Cuando volví a España, en unos Ejercicios Espirituales en el Centro Diocesano de Espiritualidad del Corazón de Jesús en Valladolid, donde entonces vivían algunas hermanas de la Fraternidad, descubrí que Dios me quería ahí. Entonces hablé con una de ellas y quedamos para irnos conociendo, ir a los retiros y así ir discerniendo la vocación. Lo que me llamó la atención fue su alegría, su manera de compaginar la vida interior, la oración y el apostolado. Además me ayudaron a discernir sin atosigarme, sino dejándome mucha libertad. Yo había conocido otras formas de vida consagrada, pero con ellas reconocía en mi corazón una paz interior y una alegría inmensa, tenía muchas ganas de poder entrar y entregarme a Dios ahí concretamente. Le decía al Señor: si me muero antes de entrar, -o luego-, antes de hacer el compromiso, quiero que sepas que yo ya soy tuya. En este tiempo el Señor fue aumentando y purificando mi deseo de entrega hasta que llegó el momento.

Después de este tiempo entré en la Fraternidad para comenzar un periodo de formación. Ahora llevo más de 13 años y cada día soy más feliz de haber entregado mi vida a Dios. El mayor regalo que el Señor me ha hecho, junto con el don de la fe, es el de haberme llamado. Todos los días le doy gracias por su llamada y por hacerme tan feliz.

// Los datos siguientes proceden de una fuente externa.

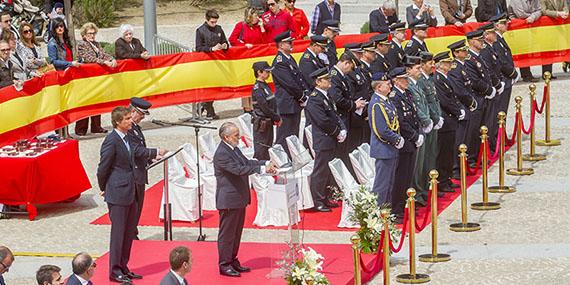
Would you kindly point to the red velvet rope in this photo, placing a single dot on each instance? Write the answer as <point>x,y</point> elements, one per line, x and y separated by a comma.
<point>403,236</point>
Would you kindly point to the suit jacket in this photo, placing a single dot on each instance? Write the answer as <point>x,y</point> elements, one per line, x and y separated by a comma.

Lo que más me enamoró y más me sigue enamorando de Jesucristo es su Corazón bueno, el Corazón de carne de una persona divina. Me siento muy amada por Él, con un amor que es misericordia, que es perdón, que es dulzura, que es todo delicadeza y que se concreta en muchos detalles de amor que tiene conmigo durante el día.

No puedo terminar sin nombrar a la Virgen, mi madre del cielo, Ella ha sido clave en mi vocación. Yo conocí al Señor a través de la Virgen en la Legión de María y siempre he sentido sus cuidados, su presencia amorosa a mi lado en todo momento y su consuelo en los momentos de dificultad. Ella me ha ido llevando al Señor y lo sigue haciendo con la delicadeza de su amor materno.